No quesito precisão, nossos sistemas usam arquiteturas de guiagem multimodo, incluindo GPS/INS e designação a laser. O HGK, por exemplo, viabiliza engajamentos altamente precisos contra alvos fixos; o LGK permite atacar alvos em movimento com designação laser; e o KGK, graças à estrutura com asas, amplia o alcance de ataque. Já munições como a TOLUN entregam efeitos de alta precisão com baixo dano colateral.
Em custo-benefício, um diferencial importante é converter bombas convencionais não guiadas em munições de precisão. Isso permite que forças aéreas aproveitem estoques existentes, reduzindo de forma significativa os custos de aquisição e de ciclo de vida.
A adaptabilidade também é um ponto forte: desenhamos sistemas modulares e compatíveis com várias plataformas, tripuladas e não tripuladas, facilitando integração rápida e elevando a flexibilidade operacional.
Modelo de cooperação: transferência de tecnologia, apoio local e capacitação
ZM: Para muitos países da região, transferência de tecnologia, suporte logístico local e treinamento de pessoal são fatores decisivos em compras. Que modelo de cooperação a ASELSAN propõe para a América Latina?
Nossa visão de cooperação internacional, especialmente na América Latina, parte do entendimento de que desenvolver capacidades sustentáveis vai muito além de uma aquisição direta. Hoje, parceiros buscam não apenas tecnologias comprovadas, mas também colaborações de longo prazo que fortaleçam a indústria local, aumentem a autonomia operacional e contribuam para a formação de capital humano.
Aplicamos um modelo flexível e orientado a parceria, ajustado às prioridades e às capacidades industriais de cada país. Embora a venda direta possa servir como ponto inicial, nossa abordagem evolui, cada vez mais, para integração local, transferência de tecnologia e criação de estruturas de suporte dentro do país.
Um pilar importante é a codesenvolvimento e a produção conjunta, quando viável. Ao trabalhar de perto com empresas locais, buscamos contribuir para o crescimento de ecossistemas nacionais de defesa, permitindo que países não apenas operem nossos sistemas, mas também participem da produção, manutenção e evolução futura. Também estamos abertos à possibilidade de exportar produtos a partir de capacidades locais de produção, criando receitas adicionais para países parceiros.
Em paralelo, valorizamos fortemente o suporte logístico local e a gestão do ciclo de vida. Estabelecer capacidades regionais de manutenção, reparo e revisão, com equipes locais, aumenta a disponibilidade dos sistemas e reduz dependência de cadeias externas de suprimento.
Tão importante quanto isso é o compromisso com treinamento e transferência de conhecimento. Por meio de programas completos para operadores, engenheiros e equipes técnicas, ajudamos parceiros a desenvolver competências para operar e sustentar sistemas avançados com autonomia.

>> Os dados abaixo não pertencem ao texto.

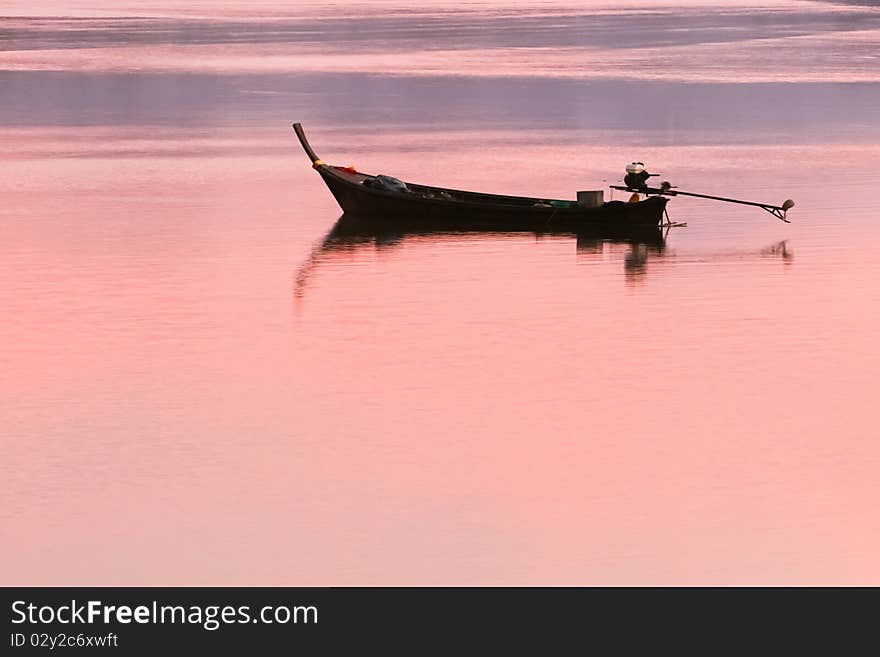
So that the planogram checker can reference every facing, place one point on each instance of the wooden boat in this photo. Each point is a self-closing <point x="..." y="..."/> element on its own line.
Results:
<point x="437" y="208"/>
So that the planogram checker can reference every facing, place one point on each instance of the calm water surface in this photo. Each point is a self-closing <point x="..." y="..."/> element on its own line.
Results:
<point x="197" y="388"/>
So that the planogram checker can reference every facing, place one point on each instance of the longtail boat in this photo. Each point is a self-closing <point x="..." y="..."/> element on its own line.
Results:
<point x="392" y="201"/>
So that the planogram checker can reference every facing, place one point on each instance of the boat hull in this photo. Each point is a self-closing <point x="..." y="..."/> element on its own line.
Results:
<point x="468" y="211"/>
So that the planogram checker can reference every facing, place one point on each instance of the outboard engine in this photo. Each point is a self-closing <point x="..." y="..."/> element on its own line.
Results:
<point x="637" y="176"/>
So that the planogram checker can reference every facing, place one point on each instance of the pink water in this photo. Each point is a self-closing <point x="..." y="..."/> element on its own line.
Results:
<point x="193" y="390"/>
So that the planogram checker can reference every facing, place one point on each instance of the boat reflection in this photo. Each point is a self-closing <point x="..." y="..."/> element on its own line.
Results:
<point x="351" y="233"/>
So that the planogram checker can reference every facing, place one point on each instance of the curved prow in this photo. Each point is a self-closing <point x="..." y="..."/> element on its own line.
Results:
<point x="297" y="128"/>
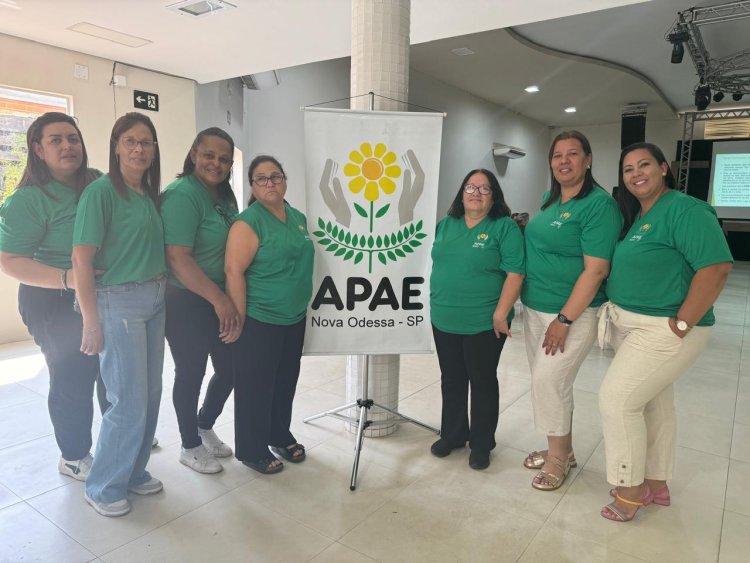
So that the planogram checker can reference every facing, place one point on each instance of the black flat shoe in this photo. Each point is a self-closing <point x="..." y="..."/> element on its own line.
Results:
<point x="266" y="466"/>
<point x="442" y="448"/>
<point x="479" y="459"/>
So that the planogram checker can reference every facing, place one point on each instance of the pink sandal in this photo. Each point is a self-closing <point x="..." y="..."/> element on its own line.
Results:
<point x="660" y="497"/>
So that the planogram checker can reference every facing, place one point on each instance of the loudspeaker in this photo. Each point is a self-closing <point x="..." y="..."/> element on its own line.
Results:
<point x="632" y="129"/>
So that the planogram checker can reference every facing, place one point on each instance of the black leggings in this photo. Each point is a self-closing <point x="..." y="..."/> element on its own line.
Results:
<point x="266" y="368"/>
<point x="192" y="331"/>
<point x="469" y="360"/>
<point x="50" y="318"/>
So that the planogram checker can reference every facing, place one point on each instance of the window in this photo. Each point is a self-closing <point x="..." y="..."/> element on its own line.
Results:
<point x="18" y="109"/>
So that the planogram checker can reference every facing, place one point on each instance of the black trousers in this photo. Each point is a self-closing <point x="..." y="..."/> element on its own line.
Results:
<point x="192" y="330"/>
<point x="50" y="318"/>
<point x="469" y="361"/>
<point x="266" y="369"/>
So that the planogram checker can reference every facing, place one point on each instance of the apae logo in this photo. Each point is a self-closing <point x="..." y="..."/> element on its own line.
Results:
<point x="373" y="173"/>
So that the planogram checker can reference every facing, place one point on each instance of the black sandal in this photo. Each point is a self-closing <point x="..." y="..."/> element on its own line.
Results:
<point x="288" y="452"/>
<point x="265" y="466"/>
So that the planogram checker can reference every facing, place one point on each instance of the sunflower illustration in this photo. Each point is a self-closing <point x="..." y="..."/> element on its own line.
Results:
<point x="372" y="170"/>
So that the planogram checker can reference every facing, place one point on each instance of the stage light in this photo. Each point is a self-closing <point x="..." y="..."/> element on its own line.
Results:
<point x="702" y="97"/>
<point x="678" y="51"/>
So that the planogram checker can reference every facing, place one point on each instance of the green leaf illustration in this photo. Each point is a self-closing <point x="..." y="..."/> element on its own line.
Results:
<point x="360" y="210"/>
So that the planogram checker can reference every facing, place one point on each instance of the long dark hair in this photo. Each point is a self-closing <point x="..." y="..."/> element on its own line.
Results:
<point x="152" y="178"/>
<point x="627" y="202"/>
<point x="257" y="161"/>
<point x="188" y="167"/>
<point x="499" y="207"/>
<point x="37" y="172"/>
<point x="588" y="179"/>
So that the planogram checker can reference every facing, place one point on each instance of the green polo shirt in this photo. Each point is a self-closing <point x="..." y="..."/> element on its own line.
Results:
<point x="40" y="225"/>
<point x="557" y="238"/>
<point x="128" y="233"/>
<point x="654" y="264"/>
<point x="469" y="267"/>
<point x="279" y="280"/>
<point x="192" y="218"/>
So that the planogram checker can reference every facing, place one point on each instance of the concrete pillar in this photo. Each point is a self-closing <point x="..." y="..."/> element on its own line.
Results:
<point x="380" y="64"/>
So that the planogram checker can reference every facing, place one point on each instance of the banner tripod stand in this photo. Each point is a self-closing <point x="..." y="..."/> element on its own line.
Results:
<point x="364" y="404"/>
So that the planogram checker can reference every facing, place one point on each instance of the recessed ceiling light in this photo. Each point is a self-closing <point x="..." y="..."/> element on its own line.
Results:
<point x="462" y="51"/>
<point x="109" y="34"/>
<point x="199" y="8"/>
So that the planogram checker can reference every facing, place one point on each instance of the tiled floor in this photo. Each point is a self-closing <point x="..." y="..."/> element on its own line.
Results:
<point x="409" y="506"/>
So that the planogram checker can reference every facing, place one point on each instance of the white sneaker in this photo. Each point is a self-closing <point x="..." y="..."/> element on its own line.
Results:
<point x="213" y="443"/>
<point x="199" y="459"/>
<point x="150" y="487"/>
<point x="78" y="469"/>
<point x="111" y="509"/>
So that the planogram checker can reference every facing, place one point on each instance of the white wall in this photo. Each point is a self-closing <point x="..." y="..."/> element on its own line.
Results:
<point x="605" y="145"/>
<point x="273" y="119"/>
<point x="470" y="128"/>
<point x="29" y="65"/>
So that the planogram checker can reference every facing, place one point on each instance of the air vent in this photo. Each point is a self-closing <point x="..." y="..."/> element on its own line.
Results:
<point x="200" y="8"/>
<point x="727" y="129"/>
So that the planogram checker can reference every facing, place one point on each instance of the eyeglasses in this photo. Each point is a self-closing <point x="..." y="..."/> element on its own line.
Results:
<point x="471" y="188"/>
<point x="228" y="219"/>
<point x="274" y="178"/>
<point x="130" y="143"/>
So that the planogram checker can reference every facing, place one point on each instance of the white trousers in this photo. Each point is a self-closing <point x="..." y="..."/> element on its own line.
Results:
<point x="552" y="377"/>
<point x="636" y="398"/>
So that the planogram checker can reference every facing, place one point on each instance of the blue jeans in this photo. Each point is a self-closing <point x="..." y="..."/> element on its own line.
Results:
<point x="132" y="320"/>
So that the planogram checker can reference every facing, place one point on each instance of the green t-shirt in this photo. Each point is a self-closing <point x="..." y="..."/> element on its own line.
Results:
<point x="279" y="280"/>
<point x="191" y="218"/>
<point x="557" y="238"/>
<point x="469" y="267"/>
<point x="128" y="233"/>
<point x="40" y="225"/>
<point x="654" y="264"/>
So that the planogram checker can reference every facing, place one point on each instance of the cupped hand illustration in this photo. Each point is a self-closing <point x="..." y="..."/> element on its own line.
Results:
<point x="412" y="190"/>
<point x="333" y="194"/>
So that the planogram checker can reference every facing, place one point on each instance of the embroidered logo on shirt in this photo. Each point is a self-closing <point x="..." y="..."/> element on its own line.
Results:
<point x="559" y="221"/>
<point x="642" y="231"/>
<point x="481" y="238"/>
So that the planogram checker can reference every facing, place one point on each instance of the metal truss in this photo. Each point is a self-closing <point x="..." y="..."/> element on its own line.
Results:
<point x="730" y="74"/>
<point x="688" y="128"/>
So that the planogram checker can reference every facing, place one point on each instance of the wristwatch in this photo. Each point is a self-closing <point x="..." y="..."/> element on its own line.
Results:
<point x="564" y="320"/>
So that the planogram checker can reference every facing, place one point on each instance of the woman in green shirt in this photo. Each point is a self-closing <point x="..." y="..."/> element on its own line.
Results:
<point x="197" y="210"/>
<point x="569" y="244"/>
<point x="118" y="231"/>
<point x="477" y="272"/>
<point x="36" y="236"/>
<point x="268" y="266"/>
<point x="668" y="269"/>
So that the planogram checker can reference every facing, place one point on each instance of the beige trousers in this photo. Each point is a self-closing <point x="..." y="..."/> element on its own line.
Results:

Além disso, em um ambiente cada vez mais digital, incluímos como parte natural da cooperação práticas de cibersegurança, proteção de dados e resiliência de redes - fatores essenciais para arquiteturas centradas em redes e para operações conjuntas. Esse componente tende a ser decisivo para manter disponibilidade e confiança operacional ao longo de todo o ciclo de vida.
Por fim, também levamos em conta a necessidade de sustentação contínua: disponibilidade de sobressalentes, atualização de software, calibração de sensores e apoio de engenharia em campo, com processos e indicadores acordados. Essa combinação ajuda a evitar o “efeito vitrine” e garante que a capacidade permaneça operacional por anos, não apenas no momento da entrega.

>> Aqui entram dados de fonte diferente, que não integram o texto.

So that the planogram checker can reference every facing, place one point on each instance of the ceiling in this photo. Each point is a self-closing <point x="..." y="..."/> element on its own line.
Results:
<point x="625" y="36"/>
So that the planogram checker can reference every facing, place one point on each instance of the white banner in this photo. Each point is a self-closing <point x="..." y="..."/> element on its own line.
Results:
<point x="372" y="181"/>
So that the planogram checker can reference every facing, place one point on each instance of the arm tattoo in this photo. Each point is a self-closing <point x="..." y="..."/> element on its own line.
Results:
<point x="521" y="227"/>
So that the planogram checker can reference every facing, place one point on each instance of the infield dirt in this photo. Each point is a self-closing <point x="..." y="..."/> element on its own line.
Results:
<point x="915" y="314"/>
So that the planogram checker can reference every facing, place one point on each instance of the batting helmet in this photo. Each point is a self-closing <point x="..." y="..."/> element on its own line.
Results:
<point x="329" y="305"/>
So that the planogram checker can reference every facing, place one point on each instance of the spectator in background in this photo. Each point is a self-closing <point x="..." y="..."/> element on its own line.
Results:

Em síntese, enxergamos um modelo de cooperação em múltiplos níveis na América Latina: da oferta direta à colaboração industrial mais profunda, incluindo joint ventures e parcerias regionais de produção, sempre alinhadas aos objetivos estratégicos de cada país. A meta é superar a relação tradicional fornecedor–cliente e construir parcerias duradouras com desenvolvimento conjunto de capacidades e crescimento mútuo.